A questa domanda aveva provato in parte a rispondere, qualche giorno prima degli attentati di Bruxelles, il convegno di presentazione del ‘Quaderno n. 11’ della associazione TreeLLLe, intitolato  “Educare a vivere con gli altri nel XXI secolo”.

Il convegno era internazionale, con relazioni riguardanti Francia, Germania, Polonia e Italia e gli interventi di Silvia Costa, parlamentare europea e Andreas Schleicher, direttore della divisione Education dell’Ocse. Ne era uscito un quadro di preoccupante carenza di efficacia delle misure previste nei diversi Paesi in materia di educazione alla cittadinanza, o meglio alla global citizenship nel XXI secolo, e la necessità, sottolineata da Costa, di dare spazio alla creatività, allo spirito critico, al pluralismo e alla valorizzazione delle diversità (anche in materia religiosa) fin dalla prima infanzia.

Il dibattito si era poi concentrato sulla situazione italiana, dove la ‘non materia’ Educazione civica (e successive varianti terminologiche) si era dimostrata inadeguata al compito di educare alla Cittadinanza: neppure a quella limitata al solo nostro contesto nazionale.
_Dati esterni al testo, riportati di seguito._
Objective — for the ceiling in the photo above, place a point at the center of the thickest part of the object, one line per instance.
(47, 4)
Che fare? Ancora una volta l’idea proposta, anzi ri-proposta, era stata quella di dare corpo alla non materia facendola diventare, in buona sostanza, una materia. Attilio Oliva, presidente di TreeLLLe, aveva prospettato l’ipotesi dell’inserimento nei curricula scolastici di un insegnamento di 60 ore all’anno con voto separato, da affidare a “un insegnante che non insegni altro anche se in sinergia con i colleghi”.

Un insegnamento non fatto di lezioni ex cathedra, aveva specificato Oliva, ma di attività essenzialmente interdisciplinari volte a rafforzare la capacità di collaborare, discutere, confrontare, svolgere attività sportive e di volontariato (‘educazione civile’) nel rispetto di regole generali e valori come quelli  – da studiare e imparare – indicati nell’ordinamento giuridico e nella Costituzione (‘educazione civica’). Comunque una materia distinta, con uno spazio curricolare definito: non qualcosa, come aveva osservato Schleicher con riferimento alla situazione italiana, che rientrando nelle competenze di tutti finiva per non essere curata da nessuno.

TreeLLLe ha proposto di sperimentare il suo modello di educazione alla cittadinanza in 100 scuole secondarie superiori, utilizzando anche lo spazio orario delle assemblee studentesche. Vedremo se e quale fortuna avrà la proposta, ma ci sembra che la riflessione su che cosa fare – ora e in tutte le scuole – di fronte ad eventi come quelli legati al terrorismo nel mondo meriti massima e urgente attenzione.

E che, con riguardo al terrorismo, la questione non vada ricondotta solo alla necessità di educare gli “stranieri” (neo arrivati o nati in Italia), ma di educare anche gli italiani, agevolando l’incontro per prevenire lo scontro. Molto c’è da fare in questa direzione, tra cui preparare i docenti ad educare all’integrazione, incidere sulla loro cultura, favorendo la conoscenza delle culture diverse da quella italiana e creare strutture non solo di accoglienza ma di vita sociale, perché è nel contesto di una società che apprende che si realizza la crescita individuale.